Duplicated data in databases

Hello, all.

To my understanding, what makes relational databases efficient in storing and retrieving data is the lack of duplicated data (assuming a proper schema). However, in the Intermediate Joins In SQL mission there are two tables (track and invoice_line) that share a field: unit_price. This is different than having a primary key linking tables. I get that this one field does not significantly affect the performance or quality of the schema. However, does it suffice that unit_price is as relevant to both track and invoice_line fields for this data to appear twice? More broadly speaking, when is it okay to duplicate data?


1 Like

Here is a good discussion on 4 patterns of how a database can be designed: https://stackoverflow.com/questions/9584387/items-and-specialized-items-multiple-tables-with-duplicate-columns-main-table
(The 2 primary keys in one table in eg 1 seems impossible/wrong)
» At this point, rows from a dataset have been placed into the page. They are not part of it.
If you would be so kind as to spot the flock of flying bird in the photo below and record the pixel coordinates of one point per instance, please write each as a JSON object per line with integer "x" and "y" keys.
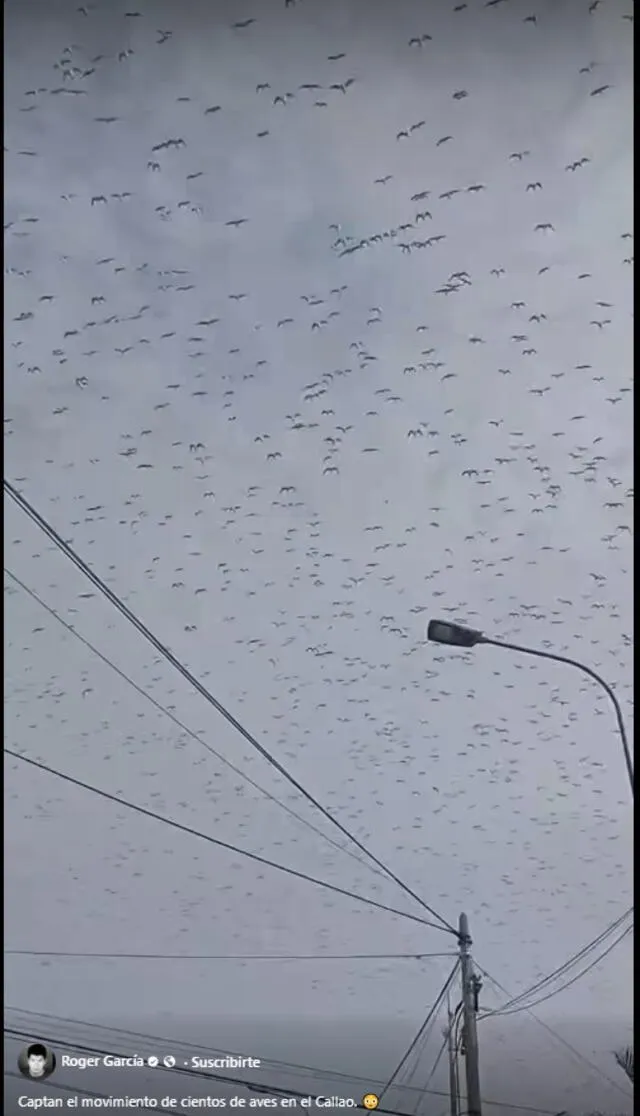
{"x": 286, "y": 486}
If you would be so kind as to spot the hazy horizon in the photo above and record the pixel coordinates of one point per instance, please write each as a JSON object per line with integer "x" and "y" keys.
{"x": 318, "y": 326}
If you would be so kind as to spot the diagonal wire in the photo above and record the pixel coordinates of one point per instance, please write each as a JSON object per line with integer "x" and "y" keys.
{"x": 183, "y": 728}
{"x": 595, "y": 1069}
{"x": 114, "y": 599}
{"x": 212, "y": 840}
{"x": 430, "y": 1016}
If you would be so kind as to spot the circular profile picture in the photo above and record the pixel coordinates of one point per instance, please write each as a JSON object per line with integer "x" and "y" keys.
{"x": 37, "y": 1061}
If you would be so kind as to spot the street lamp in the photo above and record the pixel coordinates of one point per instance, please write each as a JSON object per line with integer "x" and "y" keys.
{"x": 457, "y": 635}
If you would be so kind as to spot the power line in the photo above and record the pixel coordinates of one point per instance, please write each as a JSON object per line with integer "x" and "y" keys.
{"x": 325, "y": 1074}
{"x": 534, "y": 1003}
{"x": 212, "y": 840}
{"x": 422, "y": 1030}
{"x": 595, "y": 1069}
{"x": 76, "y": 955}
{"x": 184, "y": 728}
{"x": 562, "y": 969}
{"x": 160, "y": 647}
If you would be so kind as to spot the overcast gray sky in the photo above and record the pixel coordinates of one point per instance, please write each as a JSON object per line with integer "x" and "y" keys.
{"x": 318, "y": 327}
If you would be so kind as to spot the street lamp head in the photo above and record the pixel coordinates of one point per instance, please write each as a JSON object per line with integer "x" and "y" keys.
{"x": 456, "y": 635}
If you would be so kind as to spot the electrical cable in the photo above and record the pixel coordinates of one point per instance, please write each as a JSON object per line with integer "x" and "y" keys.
{"x": 562, "y": 969}
{"x": 543, "y": 999}
{"x": 183, "y": 728}
{"x": 162, "y": 650}
{"x": 430, "y": 1016}
{"x": 57, "y": 1042}
{"x": 225, "y": 956}
{"x": 211, "y": 840}
{"x": 237, "y": 1083}
{"x": 595, "y": 1069}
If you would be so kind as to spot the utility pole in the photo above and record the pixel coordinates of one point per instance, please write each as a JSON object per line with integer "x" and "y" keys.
{"x": 470, "y": 989}
{"x": 452, "y": 1067}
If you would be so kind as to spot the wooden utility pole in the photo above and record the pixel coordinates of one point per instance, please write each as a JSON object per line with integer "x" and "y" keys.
{"x": 470, "y": 987}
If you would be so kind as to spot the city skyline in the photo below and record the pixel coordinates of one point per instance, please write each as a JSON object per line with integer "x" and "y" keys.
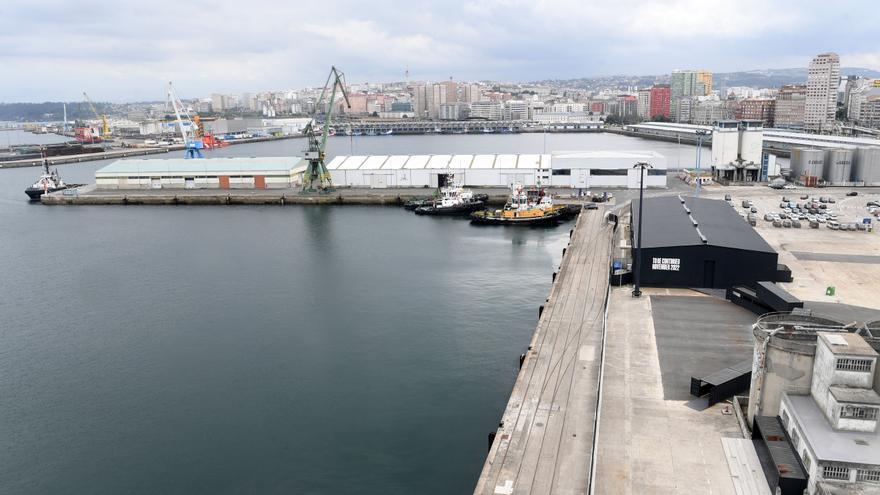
{"x": 129, "y": 54}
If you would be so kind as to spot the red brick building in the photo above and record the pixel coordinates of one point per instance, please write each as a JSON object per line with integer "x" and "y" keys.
{"x": 756, "y": 109}
{"x": 660, "y": 97}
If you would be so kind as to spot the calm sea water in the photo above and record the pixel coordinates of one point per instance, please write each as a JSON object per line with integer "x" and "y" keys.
{"x": 263, "y": 349}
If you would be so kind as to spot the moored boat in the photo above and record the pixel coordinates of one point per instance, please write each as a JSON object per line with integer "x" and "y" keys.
{"x": 524, "y": 207}
{"x": 48, "y": 182}
{"x": 454, "y": 200}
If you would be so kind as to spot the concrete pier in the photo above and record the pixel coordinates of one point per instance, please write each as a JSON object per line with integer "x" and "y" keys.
{"x": 90, "y": 195}
{"x": 83, "y": 157}
{"x": 545, "y": 441}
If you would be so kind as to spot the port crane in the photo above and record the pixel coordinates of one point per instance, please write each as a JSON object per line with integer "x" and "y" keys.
{"x": 105, "y": 127}
{"x": 192, "y": 144}
{"x": 316, "y": 177}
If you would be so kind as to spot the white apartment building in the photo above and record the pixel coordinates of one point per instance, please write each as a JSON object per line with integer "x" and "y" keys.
{"x": 516, "y": 110}
{"x": 863, "y": 106}
{"x": 489, "y": 110}
{"x": 643, "y": 107}
{"x": 833, "y": 429}
{"x": 823, "y": 78}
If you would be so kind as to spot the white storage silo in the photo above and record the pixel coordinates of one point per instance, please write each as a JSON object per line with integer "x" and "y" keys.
{"x": 807, "y": 162}
{"x": 838, "y": 166}
{"x": 866, "y": 166}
It describes more of modelling inheritance in OOP, while your question of track vs invoice_line seems closer to composition in OOP (just my observation, I don’t know them well enough to give further design advice, but you can bring this study further after reading https://realpython.com/inheritance-composition-python)
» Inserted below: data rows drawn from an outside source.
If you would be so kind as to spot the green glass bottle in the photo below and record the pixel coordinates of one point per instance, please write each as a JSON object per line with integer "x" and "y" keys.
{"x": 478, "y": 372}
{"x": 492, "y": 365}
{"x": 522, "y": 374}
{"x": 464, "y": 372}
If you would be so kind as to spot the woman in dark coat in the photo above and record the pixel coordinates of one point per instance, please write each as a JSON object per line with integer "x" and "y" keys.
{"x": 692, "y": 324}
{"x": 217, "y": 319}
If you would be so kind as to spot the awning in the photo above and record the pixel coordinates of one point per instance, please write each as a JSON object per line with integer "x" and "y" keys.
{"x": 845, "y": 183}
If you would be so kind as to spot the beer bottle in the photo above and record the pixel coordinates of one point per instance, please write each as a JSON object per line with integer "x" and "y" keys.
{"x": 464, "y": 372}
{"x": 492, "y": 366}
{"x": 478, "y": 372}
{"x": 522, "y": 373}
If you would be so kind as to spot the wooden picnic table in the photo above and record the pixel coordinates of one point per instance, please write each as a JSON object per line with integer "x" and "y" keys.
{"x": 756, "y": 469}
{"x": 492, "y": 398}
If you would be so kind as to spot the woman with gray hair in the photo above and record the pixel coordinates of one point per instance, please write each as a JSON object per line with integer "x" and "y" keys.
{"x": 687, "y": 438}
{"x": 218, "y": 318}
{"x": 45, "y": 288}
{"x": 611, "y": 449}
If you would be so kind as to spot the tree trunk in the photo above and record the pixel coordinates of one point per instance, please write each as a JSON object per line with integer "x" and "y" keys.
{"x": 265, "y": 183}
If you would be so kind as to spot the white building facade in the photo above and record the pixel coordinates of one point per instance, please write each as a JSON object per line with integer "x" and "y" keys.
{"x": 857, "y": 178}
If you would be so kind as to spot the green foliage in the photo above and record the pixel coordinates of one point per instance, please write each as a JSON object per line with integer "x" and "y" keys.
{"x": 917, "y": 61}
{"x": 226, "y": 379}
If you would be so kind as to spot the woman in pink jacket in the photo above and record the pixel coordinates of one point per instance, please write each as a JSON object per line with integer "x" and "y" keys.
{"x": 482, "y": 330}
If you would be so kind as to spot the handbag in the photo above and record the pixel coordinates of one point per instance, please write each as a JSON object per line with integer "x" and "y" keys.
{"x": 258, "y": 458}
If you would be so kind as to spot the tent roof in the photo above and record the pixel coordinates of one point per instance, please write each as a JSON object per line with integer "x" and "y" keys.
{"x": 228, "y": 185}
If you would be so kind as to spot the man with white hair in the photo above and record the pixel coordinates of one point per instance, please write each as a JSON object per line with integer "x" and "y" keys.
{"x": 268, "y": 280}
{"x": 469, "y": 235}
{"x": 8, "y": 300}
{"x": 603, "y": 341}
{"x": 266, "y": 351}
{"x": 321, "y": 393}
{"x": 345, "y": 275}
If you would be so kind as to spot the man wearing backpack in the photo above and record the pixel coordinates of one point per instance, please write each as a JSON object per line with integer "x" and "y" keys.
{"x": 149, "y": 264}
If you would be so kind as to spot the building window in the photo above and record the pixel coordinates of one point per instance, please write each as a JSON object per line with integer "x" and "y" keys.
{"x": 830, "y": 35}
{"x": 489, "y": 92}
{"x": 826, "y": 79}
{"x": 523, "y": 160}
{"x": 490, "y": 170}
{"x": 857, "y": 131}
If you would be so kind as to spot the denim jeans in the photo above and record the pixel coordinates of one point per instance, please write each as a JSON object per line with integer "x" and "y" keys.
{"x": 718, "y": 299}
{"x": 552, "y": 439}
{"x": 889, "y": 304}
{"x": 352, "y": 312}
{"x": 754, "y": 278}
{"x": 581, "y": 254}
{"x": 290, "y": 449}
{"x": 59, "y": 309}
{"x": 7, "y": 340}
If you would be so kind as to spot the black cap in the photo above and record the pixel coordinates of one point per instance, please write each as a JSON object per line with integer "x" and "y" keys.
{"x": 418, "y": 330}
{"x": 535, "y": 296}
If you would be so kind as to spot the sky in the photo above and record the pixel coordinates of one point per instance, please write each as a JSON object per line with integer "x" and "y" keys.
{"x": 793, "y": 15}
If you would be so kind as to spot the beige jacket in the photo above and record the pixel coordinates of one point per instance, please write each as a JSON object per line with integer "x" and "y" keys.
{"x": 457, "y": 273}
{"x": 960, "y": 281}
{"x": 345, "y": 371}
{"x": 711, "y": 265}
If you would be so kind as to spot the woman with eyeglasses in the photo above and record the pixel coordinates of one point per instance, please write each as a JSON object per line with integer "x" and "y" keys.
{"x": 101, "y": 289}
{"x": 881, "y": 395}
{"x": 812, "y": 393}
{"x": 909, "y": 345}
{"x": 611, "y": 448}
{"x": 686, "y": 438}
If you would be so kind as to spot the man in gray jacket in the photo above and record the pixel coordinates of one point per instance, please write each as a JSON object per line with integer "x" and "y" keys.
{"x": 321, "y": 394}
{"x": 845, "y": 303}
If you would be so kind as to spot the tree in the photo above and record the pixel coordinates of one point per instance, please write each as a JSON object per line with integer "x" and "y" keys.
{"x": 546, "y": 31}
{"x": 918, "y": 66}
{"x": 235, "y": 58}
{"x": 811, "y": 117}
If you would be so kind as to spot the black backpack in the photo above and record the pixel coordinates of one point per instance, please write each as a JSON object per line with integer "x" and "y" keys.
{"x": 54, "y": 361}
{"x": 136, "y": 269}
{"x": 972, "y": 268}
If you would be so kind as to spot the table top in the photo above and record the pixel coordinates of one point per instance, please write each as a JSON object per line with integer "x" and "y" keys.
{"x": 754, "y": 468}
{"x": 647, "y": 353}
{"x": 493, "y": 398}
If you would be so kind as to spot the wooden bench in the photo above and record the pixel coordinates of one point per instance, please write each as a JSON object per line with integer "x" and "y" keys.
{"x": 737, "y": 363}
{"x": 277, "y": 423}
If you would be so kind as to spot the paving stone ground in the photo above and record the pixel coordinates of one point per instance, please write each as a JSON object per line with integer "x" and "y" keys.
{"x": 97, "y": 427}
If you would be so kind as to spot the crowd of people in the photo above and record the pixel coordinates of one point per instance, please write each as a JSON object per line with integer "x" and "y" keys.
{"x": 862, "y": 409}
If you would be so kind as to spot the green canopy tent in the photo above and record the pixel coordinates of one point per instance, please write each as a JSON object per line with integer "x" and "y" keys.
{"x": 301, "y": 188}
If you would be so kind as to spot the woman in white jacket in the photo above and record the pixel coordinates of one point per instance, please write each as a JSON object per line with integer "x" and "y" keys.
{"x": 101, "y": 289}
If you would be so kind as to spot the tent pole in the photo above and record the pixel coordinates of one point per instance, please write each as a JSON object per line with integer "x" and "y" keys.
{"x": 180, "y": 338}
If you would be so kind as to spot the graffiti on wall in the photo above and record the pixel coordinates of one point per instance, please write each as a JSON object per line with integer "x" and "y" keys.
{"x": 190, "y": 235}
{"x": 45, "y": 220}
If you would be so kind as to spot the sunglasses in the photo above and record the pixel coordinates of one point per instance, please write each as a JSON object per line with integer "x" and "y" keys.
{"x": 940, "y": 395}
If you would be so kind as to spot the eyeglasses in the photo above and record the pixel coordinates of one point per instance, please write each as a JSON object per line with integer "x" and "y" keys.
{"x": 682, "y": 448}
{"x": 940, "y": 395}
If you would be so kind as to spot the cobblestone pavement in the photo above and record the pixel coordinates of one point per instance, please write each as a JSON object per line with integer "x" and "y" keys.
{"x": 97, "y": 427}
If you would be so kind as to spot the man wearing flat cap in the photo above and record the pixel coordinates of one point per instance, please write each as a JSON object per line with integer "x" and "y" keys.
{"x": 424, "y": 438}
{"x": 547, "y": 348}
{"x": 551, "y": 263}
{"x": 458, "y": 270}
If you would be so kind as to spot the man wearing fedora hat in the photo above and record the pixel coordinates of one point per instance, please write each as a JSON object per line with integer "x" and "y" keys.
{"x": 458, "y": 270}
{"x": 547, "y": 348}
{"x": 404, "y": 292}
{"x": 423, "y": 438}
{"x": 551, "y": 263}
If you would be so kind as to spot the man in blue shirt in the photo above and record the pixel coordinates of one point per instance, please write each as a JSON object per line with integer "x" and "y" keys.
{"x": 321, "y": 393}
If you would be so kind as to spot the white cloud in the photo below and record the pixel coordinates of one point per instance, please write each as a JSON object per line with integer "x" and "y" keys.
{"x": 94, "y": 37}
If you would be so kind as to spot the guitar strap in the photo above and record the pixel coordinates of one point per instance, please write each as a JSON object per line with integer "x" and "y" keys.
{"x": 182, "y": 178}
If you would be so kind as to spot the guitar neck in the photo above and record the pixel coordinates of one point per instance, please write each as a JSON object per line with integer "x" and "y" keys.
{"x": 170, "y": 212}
While answering another unrelated question, The difference of Union and join
I found an example (the 2nd Replacing UNION with JOIN link) showing how having duplicated non-joining columns (DateMachine) allows for easy UNION (without them, JOIN must be used).

Generalizing away from the JOIN replace UNION argument, columns are duplicated across tables so joins are not required for common analysis requiring a frequently used column (eg. unit_price) together with other columns from different tables each time. (eg. unit price and columns from track or unit price and columns from invoice_line). It’s a trade-off between speed of query and storage space.

Here is an example of someone trying to duplicate email column in 2 tables: https://dba.stackexchange.com/questions/21950/how-to-avoid-duplicated-column-in-two-different-tables, and a discussion (tangential to this question) of how columns/tables should be thrown away/merged based on cardinality of 1: 0-1/n

1 Like